Was that snake up near the top of Hazard Peak? I saw some slither tracks through the talc up there after I snuck out for a short ride to test a new tubeless conversion on my AM wheelset. Forgot my water bottles, duh!

I can ride after 4pm when we close the shop on Sundays, and next week my schedule goes to Tues/Wed off, so either of those days. We should get you up Shooters and over into the rocks on Morning Glory.


----------



## Okie Dokie (May 14, 2008)

Rattlesnake was right at the end of Islay Creek where you go around the gate. He was half-way across the little area you ride through around gate...and gave me a good startle. 

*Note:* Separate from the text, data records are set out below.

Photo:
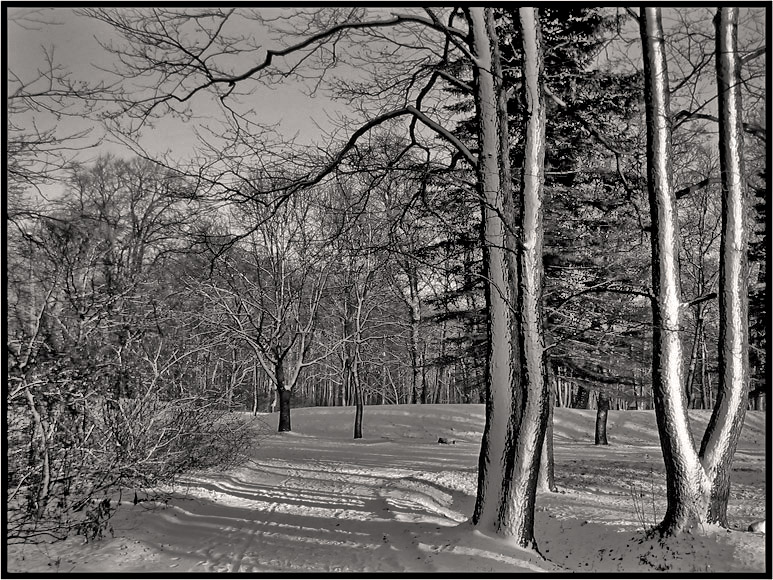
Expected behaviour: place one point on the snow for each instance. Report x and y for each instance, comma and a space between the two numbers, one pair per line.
315, 500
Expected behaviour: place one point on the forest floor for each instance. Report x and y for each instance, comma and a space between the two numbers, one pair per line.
315, 500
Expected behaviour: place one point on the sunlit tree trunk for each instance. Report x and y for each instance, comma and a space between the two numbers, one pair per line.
283, 395
501, 376
721, 437
516, 405
531, 407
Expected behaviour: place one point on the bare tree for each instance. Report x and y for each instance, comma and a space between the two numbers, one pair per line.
721, 437
697, 483
427, 43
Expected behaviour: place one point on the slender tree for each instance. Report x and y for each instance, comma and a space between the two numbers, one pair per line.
721, 437
697, 484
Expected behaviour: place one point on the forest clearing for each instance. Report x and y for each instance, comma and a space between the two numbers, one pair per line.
405, 288
314, 500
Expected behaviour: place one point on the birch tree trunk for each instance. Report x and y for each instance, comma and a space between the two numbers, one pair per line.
516, 403
532, 406
721, 437
686, 484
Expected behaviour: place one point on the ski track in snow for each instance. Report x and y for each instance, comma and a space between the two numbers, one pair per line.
316, 501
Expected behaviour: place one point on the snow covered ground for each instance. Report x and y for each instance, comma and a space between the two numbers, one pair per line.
314, 500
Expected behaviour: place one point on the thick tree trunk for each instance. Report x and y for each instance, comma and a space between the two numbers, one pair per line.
534, 404
602, 411
516, 406
686, 484
721, 437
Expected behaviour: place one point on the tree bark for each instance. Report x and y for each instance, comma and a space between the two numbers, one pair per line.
602, 411
283, 394
516, 405
531, 407
721, 437
500, 375
686, 484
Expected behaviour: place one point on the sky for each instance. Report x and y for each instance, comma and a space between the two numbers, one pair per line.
73, 39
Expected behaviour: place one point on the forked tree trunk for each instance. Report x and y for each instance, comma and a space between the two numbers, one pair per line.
516, 406
721, 437
532, 404
686, 484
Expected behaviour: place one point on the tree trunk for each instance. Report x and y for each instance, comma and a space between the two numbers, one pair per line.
283, 394
547, 470
721, 437
516, 408
686, 484
582, 398
602, 410
500, 375
532, 403
255, 389
358, 403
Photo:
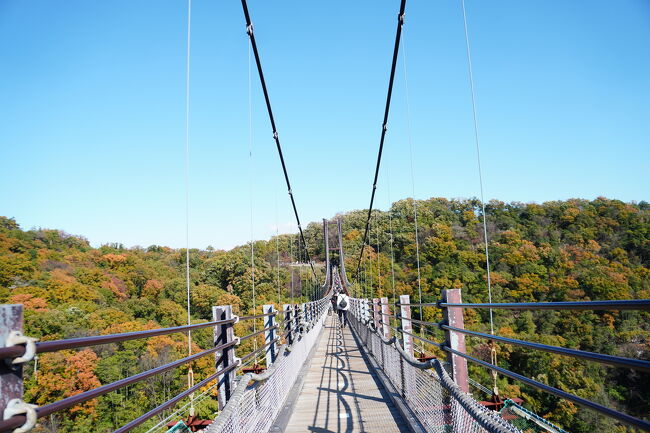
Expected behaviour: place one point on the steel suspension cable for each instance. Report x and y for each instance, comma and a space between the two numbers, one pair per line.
415, 205
251, 36
190, 372
480, 177
277, 251
187, 171
251, 168
392, 253
384, 127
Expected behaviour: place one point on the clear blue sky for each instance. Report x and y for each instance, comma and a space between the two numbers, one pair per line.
92, 116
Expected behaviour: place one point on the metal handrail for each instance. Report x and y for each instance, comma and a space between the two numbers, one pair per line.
172, 401
416, 336
645, 425
254, 334
632, 304
48, 409
73, 343
257, 316
618, 361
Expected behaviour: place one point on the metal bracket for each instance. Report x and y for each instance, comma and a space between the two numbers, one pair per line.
18, 407
16, 338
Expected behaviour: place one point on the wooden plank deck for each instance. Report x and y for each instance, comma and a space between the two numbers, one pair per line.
341, 392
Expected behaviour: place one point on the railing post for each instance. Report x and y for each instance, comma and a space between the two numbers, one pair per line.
406, 324
366, 311
226, 357
453, 316
375, 313
296, 321
408, 381
288, 323
11, 377
385, 329
270, 334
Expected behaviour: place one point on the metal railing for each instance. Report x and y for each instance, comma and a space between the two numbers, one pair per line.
454, 344
19, 349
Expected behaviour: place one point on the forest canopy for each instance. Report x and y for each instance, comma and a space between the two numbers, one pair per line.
556, 251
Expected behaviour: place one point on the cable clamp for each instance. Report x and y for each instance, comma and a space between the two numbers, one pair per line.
18, 407
16, 338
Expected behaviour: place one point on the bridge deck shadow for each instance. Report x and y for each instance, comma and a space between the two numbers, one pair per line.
341, 393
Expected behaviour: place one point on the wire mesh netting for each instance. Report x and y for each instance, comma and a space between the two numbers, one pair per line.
254, 405
437, 403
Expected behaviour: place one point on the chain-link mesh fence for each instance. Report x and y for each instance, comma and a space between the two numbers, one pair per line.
435, 400
257, 399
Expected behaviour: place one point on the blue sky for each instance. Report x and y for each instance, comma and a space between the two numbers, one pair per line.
92, 110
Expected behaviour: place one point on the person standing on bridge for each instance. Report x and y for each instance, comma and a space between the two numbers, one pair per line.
342, 307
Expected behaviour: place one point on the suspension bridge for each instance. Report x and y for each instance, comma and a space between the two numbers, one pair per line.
318, 374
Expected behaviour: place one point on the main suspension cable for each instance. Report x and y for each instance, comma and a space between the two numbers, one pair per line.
251, 36
384, 126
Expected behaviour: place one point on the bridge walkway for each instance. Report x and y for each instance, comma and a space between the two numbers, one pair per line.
341, 392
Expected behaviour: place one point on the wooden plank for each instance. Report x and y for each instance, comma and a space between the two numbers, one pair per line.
341, 393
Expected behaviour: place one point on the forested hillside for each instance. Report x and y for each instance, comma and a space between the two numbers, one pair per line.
556, 251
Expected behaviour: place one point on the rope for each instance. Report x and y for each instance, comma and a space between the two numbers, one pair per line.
251, 36
480, 176
384, 127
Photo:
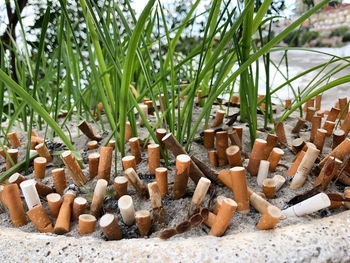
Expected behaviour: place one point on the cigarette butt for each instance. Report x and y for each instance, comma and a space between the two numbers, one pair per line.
30, 193
14, 139
135, 180
268, 187
127, 211
256, 156
333, 114
40, 219
223, 218
279, 180
233, 154
59, 180
183, 162
270, 218
281, 134
308, 206
274, 158
293, 169
64, 215
12, 199
110, 227
213, 158
39, 167
199, 195
315, 125
99, 195
87, 224
239, 187
329, 126
105, 163
218, 203
346, 124
79, 206
310, 111
304, 168
340, 151
73, 167
43, 189
111, 144
221, 146
129, 162
338, 138
263, 172
153, 157
318, 100
208, 140
220, 114
297, 145
144, 110
135, 149
162, 180
120, 186
92, 145
54, 201
16, 178
43, 152
14, 156
143, 221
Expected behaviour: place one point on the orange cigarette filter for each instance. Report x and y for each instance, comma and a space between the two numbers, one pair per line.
220, 114
256, 156
213, 158
39, 167
54, 201
14, 139
87, 224
315, 124
129, 162
221, 146
143, 221
64, 215
94, 160
105, 163
135, 149
92, 145
153, 157
11, 198
329, 126
239, 187
223, 217
183, 162
73, 167
40, 219
209, 135
43, 152
162, 180
128, 131
270, 218
274, 158
233, 154
14, 156
59, 180
120, 186
268, 188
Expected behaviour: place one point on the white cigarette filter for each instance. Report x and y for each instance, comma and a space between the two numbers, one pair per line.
30, 193
127, 210
263, 171
304, 168
308, 206
280, 180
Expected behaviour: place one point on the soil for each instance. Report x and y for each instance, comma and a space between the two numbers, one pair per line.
176, 210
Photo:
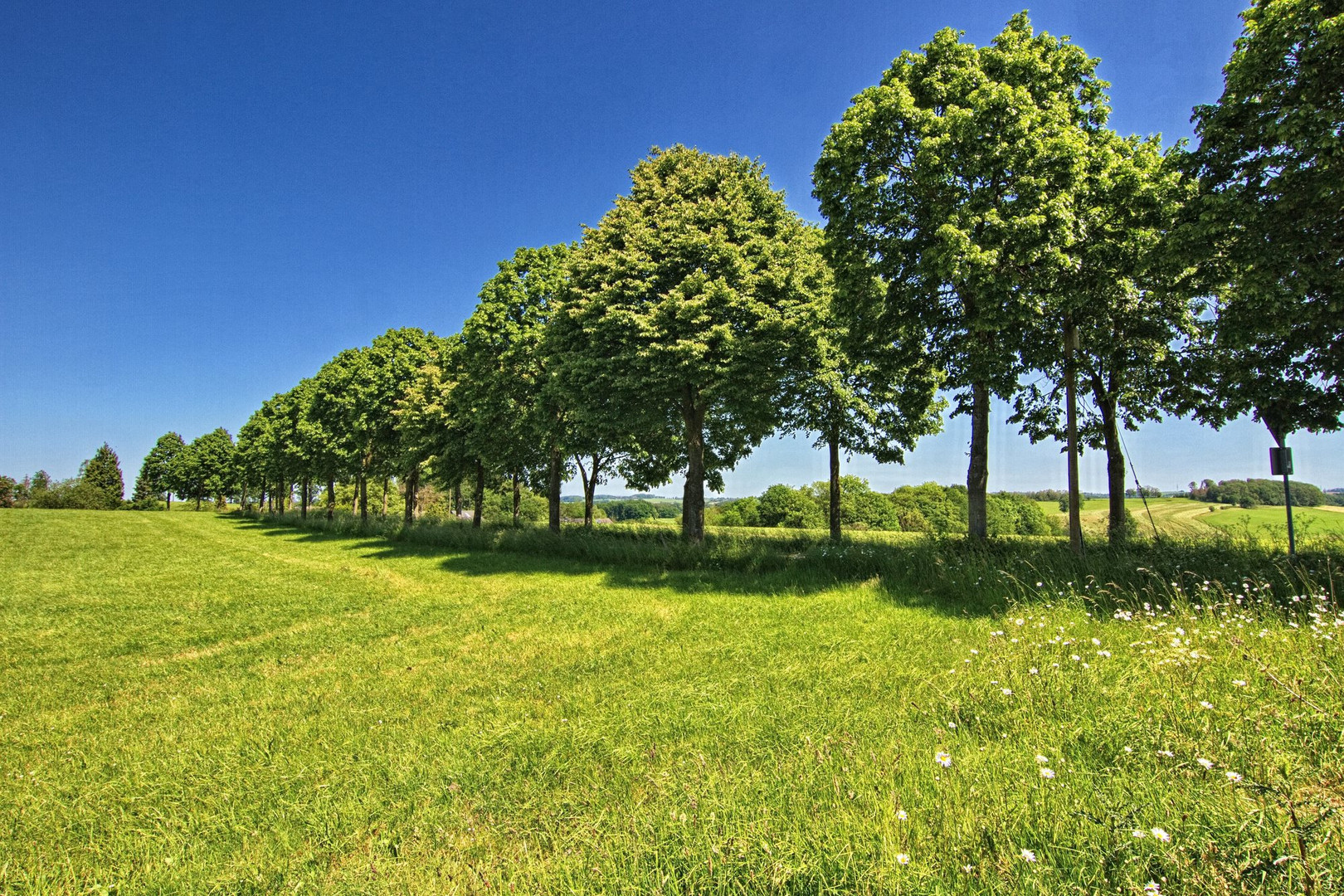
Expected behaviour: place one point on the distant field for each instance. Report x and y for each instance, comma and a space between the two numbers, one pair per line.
194, 703
1195, 519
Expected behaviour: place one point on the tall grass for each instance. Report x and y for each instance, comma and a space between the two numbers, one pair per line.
952, 570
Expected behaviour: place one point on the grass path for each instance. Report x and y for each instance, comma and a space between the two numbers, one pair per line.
192, 703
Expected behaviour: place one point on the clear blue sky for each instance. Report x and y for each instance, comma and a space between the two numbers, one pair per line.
201, 203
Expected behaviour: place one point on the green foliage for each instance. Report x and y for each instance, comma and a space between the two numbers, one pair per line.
206, 468
626, 511
1268, 230
8, 490
955, 183
102, 475
1254, 492
156, 472
789, 508
687, 310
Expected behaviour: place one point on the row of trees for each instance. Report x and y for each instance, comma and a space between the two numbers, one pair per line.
986, 236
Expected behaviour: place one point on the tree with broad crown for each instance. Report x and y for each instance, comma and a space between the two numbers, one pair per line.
1124, 301
862, 395
155, 475
102, 472
953, 183
689, 299
1268, 227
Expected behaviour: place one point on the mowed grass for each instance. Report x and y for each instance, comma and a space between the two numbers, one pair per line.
194, 703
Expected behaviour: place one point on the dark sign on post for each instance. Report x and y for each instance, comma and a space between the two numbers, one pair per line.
1281, 461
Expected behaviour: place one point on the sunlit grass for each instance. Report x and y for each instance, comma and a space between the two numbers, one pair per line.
194, 703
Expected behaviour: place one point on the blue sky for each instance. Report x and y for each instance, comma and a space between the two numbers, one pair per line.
202, 203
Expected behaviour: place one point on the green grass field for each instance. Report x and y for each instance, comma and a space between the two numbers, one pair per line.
1183, 518
206, 704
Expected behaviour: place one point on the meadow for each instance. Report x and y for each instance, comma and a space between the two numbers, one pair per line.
197, 703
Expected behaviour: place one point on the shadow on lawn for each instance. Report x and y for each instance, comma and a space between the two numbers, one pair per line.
949, 575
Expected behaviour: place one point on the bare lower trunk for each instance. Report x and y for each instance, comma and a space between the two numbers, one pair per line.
977, 475
518, 497
693, 497
1075, 520
553, 489
479, 494
834, 438
411, 492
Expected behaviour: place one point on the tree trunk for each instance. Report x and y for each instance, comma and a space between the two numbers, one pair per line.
977, 475
411, 488
518, 499
834, 440
693, 497
553, 489
1075, 520
479, 494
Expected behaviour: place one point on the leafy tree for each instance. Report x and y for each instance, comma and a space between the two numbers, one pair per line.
505, 371
789, 508
102, 475
684, 316
862, 395
206, 468
1268, 229
953, 182
1122, 303
155, 472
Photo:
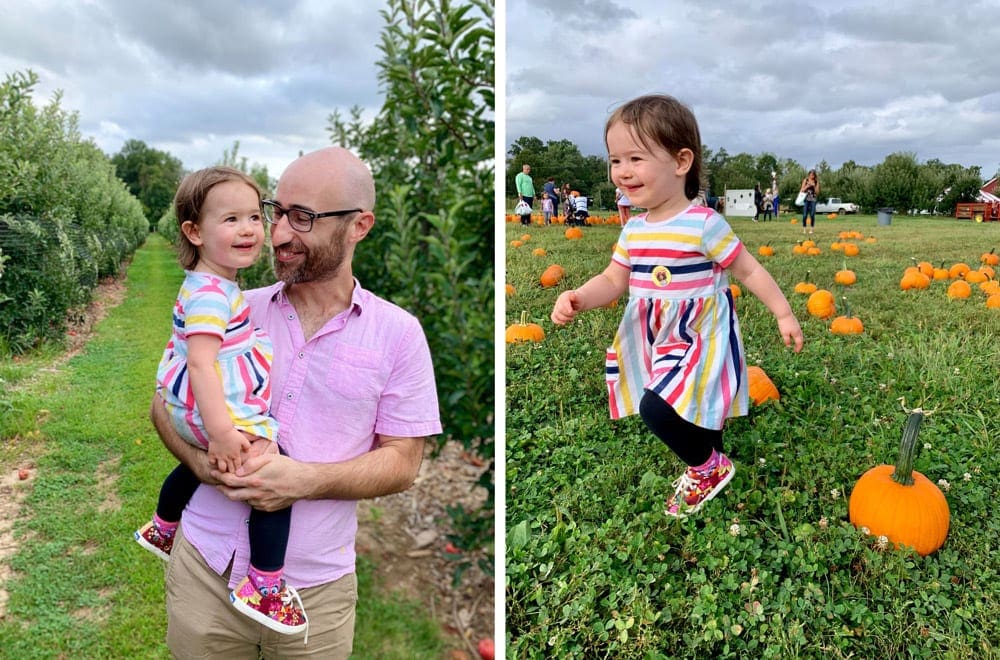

Tuesday before 5 or Wednesday anytime is good for me. Funny you mention Shooters and Morning Glory...I was thinking same thing  Might try to ride it Saturday but last time I just got lost. If you want to go early Saturday let me know and if not lets make sure we go Tues or Wednesday. 

Cya then!


----------



## dieselcruiserhead (Aug 3, 2007)

Slocaus, thanks for the excellent post and thread as well. I've read it a couple times and enjoyed it and its responses every time. Didn't feel appropriate to post because my own requirements/cycling for me are different and much less necessary. But I am hitting 30, and there is a chronic thing in my famiuly I call "Bill Murray" or "Dan Akroyd" disease where you get to 30ish and transition from reasonably athletic and tall and reasonably skinny, to fat and future-lathergic. It sounds crazy but I already feel it in my body, I feel like I am on the cusp of life transformation (and it already begun to happen, gained 10 lbs from where I've been for 10 years, real fast this winter), and I could legitimately end up as a fat man for life... My goal is to nip it in the bud before it happens. I just refound MTB specifically myself just really last year... But I did it _a lot_ as a kid, riding as much as 15-20 miles a day just ot get around... Since about 20 I have spent years upon years in an interesting hobby of fixing up/restoring old Toyota Land Cruisers, which is fun but no excercise, no outdoors, other than in your truck when you actually get it running. Fun and exciting, but different hobby, much different culture, not nearly the sense of humor MTB seem to have too  So I've taken my obsession from it, with numbers and technology and different other aspects from the Cruisers, and moved it over to bikes...

And here I am! I already feel like a new person, healthy, strong, muscles feel used, skin is tighter, I am just happy in general. So my goal is to keep on truckin -- with luck I have a major life hobby infront of me and something that will continue to keep paying out, despite how much I pay for it  My goal is I can have major life commitment and end up a happy person with a healthy life for a long time, much like you ahead of you Slocaus.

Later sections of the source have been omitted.